We're hoping that the manuscript will be turned into a finished product and released as Traveller 5 (2nd edition) ;)
 
Is there a project going on anywhere to build an index and/or cross-reference document (or wiki, or whatever)? I'm having a hard time finding many tables and charts that the text refers to.

I spent the evening fiddling with a software library (http://nltk.org/book/) to pull out this sort of detail, but it's nothing like building an index. I half-have a mind to start one as a google doc and build it manually after my evening of fiddling with building automatic concordances and such.
 
I had a brief play with this earlier. I took the PDF, fed it through some scripts and ended up with a database of word-page pairs (excluding some common stop words). The problem is, of course, that it needs a human to go through and restrict the listing to the important concepts that should be in the index.
Otherwise the index just ends up being half the size of the book again.
Are there any good ideas out their for automating this further?
 
I had a brief play with this earlier. I took the PDF, fed it through some scripts and ended up with a database of word-page pairs (excluding some common stop words). The problem is, of course, that it needs a human to go through and restrict the listing to the important concepts that should be in the index.
Otherwise the index just ends up being half the size of the book again.
Are there any good ideas out their for automating this further?

I was noodling on that very issue this morning. Thought I could make an online interface or something to interactively search through things, but it wouldn't be the same (at all!) as a useful index. I was coming at it from making a concordance though - quick lookup from a term to show the rough set of words around it and how it was used.

Since this is going to take manual effort to clear and clean to something useful anyway, I'm thinking that it makes more sense to identify terms and/or categories and subterms, then use the automated tooling to identify where in the text the relevant content exists (i.e. page numbers)
 
Are there any good ideas out their for automating this further?
Hire a copy-editor who knows about Traveller or at least about role-playing. If you can't find someone like that, hire a copy-editor and someone who knows about Traveller and have them collaborate.

If there isn't money to hire people, try a kickstarter to raise it.


Hans
 
Hire a copy-editor who knows about Traveller or at least about role-playing. If you can't find someone like that, hire a copy-editor and someone who knows about Traveller and have them collaborate.

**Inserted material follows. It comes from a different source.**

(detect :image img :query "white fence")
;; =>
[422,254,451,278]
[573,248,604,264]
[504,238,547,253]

Yeah, of course Hans - I was rather enjoying discussing the how of building something like this myself. I'm not complaining that it doesn't exist, I'm enjoying the noodling around how it could be done.
 
Yeah, of course Hans - I was rather enjoying discussing the how of building something like this myself. I'm not complaining that it doesn't exist, I'm enjoying the noodling around how it could be done.

Ah, I see. Well, most text editors have provisions for marking words and generating an index. I've done it myself for one or two fairly short texts. Personally I wouldn't care to do it for something the size of the T5 book, but if you enjoy that sort of thing, just start from one end and go through it. It's going to be a lot of work, and I don't think there are any short-cuts.


Hans
 
Someone could go through the book and start typing up tables and other sequences of making things in a text file.

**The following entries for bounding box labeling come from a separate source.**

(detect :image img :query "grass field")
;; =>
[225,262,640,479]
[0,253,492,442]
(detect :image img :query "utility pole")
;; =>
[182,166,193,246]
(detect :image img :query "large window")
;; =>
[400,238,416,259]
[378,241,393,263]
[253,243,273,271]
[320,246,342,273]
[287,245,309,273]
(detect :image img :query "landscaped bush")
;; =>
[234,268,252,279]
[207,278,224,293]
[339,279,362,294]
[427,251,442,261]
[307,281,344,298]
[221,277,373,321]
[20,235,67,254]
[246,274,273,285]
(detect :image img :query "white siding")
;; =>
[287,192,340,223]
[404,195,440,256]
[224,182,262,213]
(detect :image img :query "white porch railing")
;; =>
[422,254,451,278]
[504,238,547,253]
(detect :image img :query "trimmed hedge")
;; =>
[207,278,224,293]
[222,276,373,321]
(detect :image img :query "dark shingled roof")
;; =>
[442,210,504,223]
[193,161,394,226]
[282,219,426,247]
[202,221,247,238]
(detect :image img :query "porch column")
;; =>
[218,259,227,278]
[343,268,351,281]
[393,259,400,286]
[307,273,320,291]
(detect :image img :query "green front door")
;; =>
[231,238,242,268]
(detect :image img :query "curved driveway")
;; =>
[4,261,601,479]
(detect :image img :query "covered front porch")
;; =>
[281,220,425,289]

Alphabetize them as they go.

Upload the file somewhere for proof reading so others with the T5 book can read over it for errors.

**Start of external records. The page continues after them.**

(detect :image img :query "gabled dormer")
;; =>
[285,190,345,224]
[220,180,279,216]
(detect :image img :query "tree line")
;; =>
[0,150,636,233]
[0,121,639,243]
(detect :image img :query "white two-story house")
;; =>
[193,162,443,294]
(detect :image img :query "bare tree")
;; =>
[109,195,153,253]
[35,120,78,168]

Upload the final result to the file library here.
 
So much easier to do this while writing. At least, I found putting \index{} markers through the LaTeX source of a book as I was going to be relatively little trouble.

Anyway... it looks like it'd be a painfully manual process. If I could identify the words of interest, I guess I could select all the pages (from the automated indexing I did earlier). I can think of more fun things to do.
 
My guess is that Acrobat Standard or Pro could do it. I'll check with my daughter and son (they have them) over the next 2 days (I won't see the two of them until then) and see if they know if it can be done automagically.